Sehr viel weiter - nämlich schon im Stadium der Auslieferung an die Truppe - befindet sich das System MANTIS von Rheinmetall Air Defence. Im März 2007 beauftragte die deutsche Bundeswehr die Entwicklung eines Nächstbereichschutzsystems gegen RAM-Ziele.
MANTIS nutzt dazu als Basis das von Oerlikon Contraves bereits seit Jahrzehnten für die Fliegerabwehr genutzten 35mm Maschinenkanonenkaliber und die dafür verfügbare AHEAD-Munition.
Beim AHEAD-Geschoss wird unmittelbar vor dem Verlassen des Rohres zuerst durch den Computer die exakte v0 (Geschwindigkeit beim Verlassen des Rohres) gemessen und einen Bruchteil einer Sekunde später der Zünder der Granate programmiert. Missionsspezifisch 10-30m vor dem Zielobjekt gibt jedes AHEAD-Geschoss ein große Anzahl schwerer Wolfram-Projektile frei wodurch sich durch die Drall-Stabilisierung des Geschosses eine kleine Wolke formt, welche das Zielobjekt passiert und so zerstört bzw. zum Absturz gebracht wird.

Verschossen wird AHEAD mit der einläufigen unbemannten 35mm Revolver-Kanone GDF 020. Diese ist zusammen mit einer neu entwickelten Bedien- und Feuerleitzentrale (BFZ) und Feuerleitradargeräten in der Lage neben den klassischen Zielen der Flugabwehr, wie Flugzeuge und Hubschrauber auch kleine Ziele wie Drohnen/UAVs sowie Lenkwaffen und eben auch RAM-Ziele zu bekämpfen.

Ab Mitte 2011 wird ein MANTIS System bestehend aus sechs Geschützen, zwei Radargeräten und einer BFZ in Afghanistan zum Einsatz kommen.

Allen Systemen gemein ist eine deutlich reduzierte Beweglichkeit.
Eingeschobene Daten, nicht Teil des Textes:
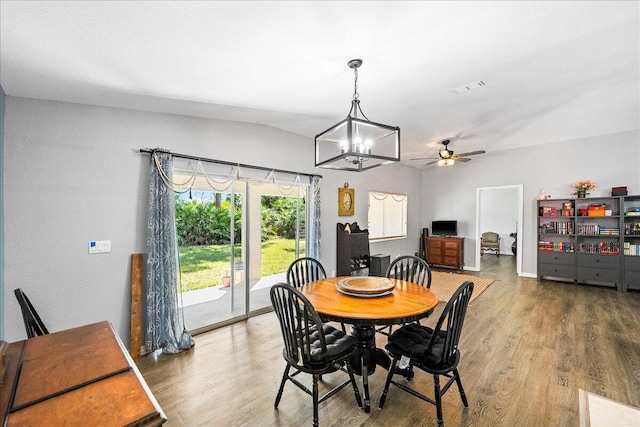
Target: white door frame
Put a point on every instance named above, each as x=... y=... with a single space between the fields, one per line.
x=520 y=189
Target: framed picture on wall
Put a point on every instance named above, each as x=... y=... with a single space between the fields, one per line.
x=346 y=201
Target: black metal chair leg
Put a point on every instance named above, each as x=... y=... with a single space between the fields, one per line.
x=316 y=423
x=438 y=396
x=284 y=380
x=354 y=385
x=463 y=396
x=392 y=369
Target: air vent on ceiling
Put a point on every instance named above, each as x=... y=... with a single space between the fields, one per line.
x=469 y=87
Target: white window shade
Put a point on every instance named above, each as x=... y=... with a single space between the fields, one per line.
x=387 y=215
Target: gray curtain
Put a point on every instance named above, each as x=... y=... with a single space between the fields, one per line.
x=164 y=322
x=314 y=229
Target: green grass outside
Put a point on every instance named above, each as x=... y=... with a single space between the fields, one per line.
x=203 y=266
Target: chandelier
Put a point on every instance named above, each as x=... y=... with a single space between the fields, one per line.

Ein Einsatz aus der Bewegung heraus scheint in keinem Fall möglich und teilweise erfordern die Systeme einiges an Vorbereitung um beim Bedarfsträger zum Einsatz kommen zu können. War ein Gepard noch zur Zielbekämpfung während der Fahrt in der Lage und die Oerlikon Skyguard mit eigenem Fahrwerk ausgestattet um rasch geeignet positioniert werden zu können, benötigt MANTIS "fremde Hilfe" beim Transport und einen befestigten Sockel als Fundament. Obwohl aufgrund der Technik im Schuss teuerer, scheinen Systeme welche Raketen zur RAM-Bekämpfung einsetzen deutlich mobiler als Kanonen welche eine entsprechend stabile Plattform benötigen.


Das MANTIS Geschütz beim beladen.

Das AHEAD-Geschoss wird beim Verlassen des Rohres gemessen und programmiert.

Zieldrohnen bei der Startvorbereitung.

Neben den Präsentationen im Lütjenburger Soldatenheim "uns Huus" fand auch eine statische und mobile Schau aktueller und künftiger Flugabwehrsysteme sowie ein Luftzielschießen statt.

In der statischen Schau fanden sich neben einem Patriot System auch ein Cobra-Counter Battery Radar zur automatischen Erfassung von Granaten und Raketen im Flug sowie Ortung des Start- als auch des Aufschlagpunktes.
Zu Besichtigen waren weiters deutsche, französische, schwedische und österreichische Gerätschaft zur Flugabwehr sowie auch Kampffahrzeuge des deutschen Heeres wie der Kampfpanzer Leopard 2A5, der Marder 1A3 und letztlich der Gepard.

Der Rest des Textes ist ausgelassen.